Senator for Anambra North
- In office 25 May 2010 – May 2011
- Preceded by: Joy Emordi
- Succeeded by: John Okechukwuemeka

Personal details
- Born: 1962 (age 63–64) Nsugbe, Anambra State, Nigeria

= Alphonsus Obi Igbeke =

Nigerian politician

Alphonsus Obi Igbeke (born 1962) was sworn in as Senator for the Anambra North constituency of Anambra State, Nigeria on 25 May 2010 after the election of Joy Emordi of the People's Democratic Party (PDP) had been annulled.

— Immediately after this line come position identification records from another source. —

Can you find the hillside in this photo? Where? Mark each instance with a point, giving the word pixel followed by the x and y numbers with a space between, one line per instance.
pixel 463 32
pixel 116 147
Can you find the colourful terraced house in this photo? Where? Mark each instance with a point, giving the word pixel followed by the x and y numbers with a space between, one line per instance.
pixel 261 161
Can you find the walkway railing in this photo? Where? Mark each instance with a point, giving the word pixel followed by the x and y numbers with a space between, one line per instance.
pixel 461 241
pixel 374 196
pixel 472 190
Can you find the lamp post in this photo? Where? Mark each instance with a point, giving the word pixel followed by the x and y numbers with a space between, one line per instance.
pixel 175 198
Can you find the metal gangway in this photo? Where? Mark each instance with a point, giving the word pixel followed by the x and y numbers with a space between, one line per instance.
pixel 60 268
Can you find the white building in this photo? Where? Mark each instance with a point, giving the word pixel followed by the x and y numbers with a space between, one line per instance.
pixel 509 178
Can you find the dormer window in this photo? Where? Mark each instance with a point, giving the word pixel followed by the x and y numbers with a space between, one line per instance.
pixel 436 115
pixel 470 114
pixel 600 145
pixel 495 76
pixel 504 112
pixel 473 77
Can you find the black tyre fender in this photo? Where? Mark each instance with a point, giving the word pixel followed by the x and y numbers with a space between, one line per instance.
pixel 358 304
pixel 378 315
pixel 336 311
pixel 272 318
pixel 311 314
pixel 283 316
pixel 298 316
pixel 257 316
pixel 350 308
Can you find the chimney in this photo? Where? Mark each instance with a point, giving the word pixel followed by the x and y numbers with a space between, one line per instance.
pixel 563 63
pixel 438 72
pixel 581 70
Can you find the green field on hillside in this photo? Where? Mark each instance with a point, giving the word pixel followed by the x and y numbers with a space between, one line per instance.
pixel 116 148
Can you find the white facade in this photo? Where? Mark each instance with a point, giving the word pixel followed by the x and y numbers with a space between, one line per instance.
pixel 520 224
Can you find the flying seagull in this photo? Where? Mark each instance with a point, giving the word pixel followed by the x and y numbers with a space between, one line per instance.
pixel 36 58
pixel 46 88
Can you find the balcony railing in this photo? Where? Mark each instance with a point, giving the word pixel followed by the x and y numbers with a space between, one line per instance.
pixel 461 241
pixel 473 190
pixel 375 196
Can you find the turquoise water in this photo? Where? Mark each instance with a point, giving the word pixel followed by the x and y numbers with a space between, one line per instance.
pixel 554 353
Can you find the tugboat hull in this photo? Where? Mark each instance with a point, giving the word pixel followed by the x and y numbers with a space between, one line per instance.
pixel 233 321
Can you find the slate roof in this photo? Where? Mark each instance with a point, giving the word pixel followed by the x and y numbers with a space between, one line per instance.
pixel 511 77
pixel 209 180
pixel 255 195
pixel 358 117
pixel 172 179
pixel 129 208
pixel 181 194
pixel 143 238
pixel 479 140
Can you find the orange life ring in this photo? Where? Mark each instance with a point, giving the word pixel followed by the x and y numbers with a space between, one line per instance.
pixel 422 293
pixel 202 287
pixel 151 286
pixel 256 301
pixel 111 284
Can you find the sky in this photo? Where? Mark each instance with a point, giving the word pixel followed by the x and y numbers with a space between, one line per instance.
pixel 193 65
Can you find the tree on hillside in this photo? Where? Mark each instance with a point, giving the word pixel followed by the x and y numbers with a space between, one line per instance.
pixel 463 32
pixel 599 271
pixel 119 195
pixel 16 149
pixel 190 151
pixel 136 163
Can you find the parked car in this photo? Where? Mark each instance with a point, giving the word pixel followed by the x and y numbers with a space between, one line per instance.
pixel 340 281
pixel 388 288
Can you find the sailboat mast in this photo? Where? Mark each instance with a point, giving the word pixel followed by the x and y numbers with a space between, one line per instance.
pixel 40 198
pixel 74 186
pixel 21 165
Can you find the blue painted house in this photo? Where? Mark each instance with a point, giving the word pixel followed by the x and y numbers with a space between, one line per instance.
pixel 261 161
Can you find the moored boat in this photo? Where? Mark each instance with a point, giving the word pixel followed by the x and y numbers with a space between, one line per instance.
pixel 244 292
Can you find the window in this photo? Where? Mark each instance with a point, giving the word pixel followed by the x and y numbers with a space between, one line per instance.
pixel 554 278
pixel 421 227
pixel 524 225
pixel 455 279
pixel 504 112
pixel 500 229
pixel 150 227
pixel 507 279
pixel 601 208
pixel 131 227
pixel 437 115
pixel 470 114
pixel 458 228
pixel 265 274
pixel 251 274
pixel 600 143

He is a member of the All Nigeria Peoples Party (ANPP).

Igbeke, popularly known as Ubanese, was born in 1962 in Nsugbe to the north of Onitsha in Anambra State.
He studied in Nigeria and the US, earning a PhD in Engineering Sciences.
Returning to Nigeria he went into the contracting business, and became a successful businessman with properties in Onitsha and Lagos.

Igbeke was a contender to be a PDP candidate for a seat in the House of Representatives in the 2003 elections, but failed to be nominated.
He transferred to the Alliance for Democracy (AD) and ran for election on that platform, but lost to the PDP candidate.
Igbeke allegedly used his political connections to arrange for the election tribunal panel to agree that his name had been illegally removed from the PDP primaries and he was declared elected.

In the April 2007 election for the Senate seat of Anambra North, Igbeke ran on the ANPP platform.
The PDP candidate Joy Emordi was declared the winner, a decision which he appealed.
Igbeke's eventual assumption of office in the Senate followed a decision by an Enugu appeal court that declared him the winner of the 2007 senatorial election.
The Senate had resisted swearing him in on the grounds that an appeal was in progress, but eventually accepted the court's decision.
The Conference of Nigeria Political Parties (CNPP) had strongly criticized the Senate leaders over the delay.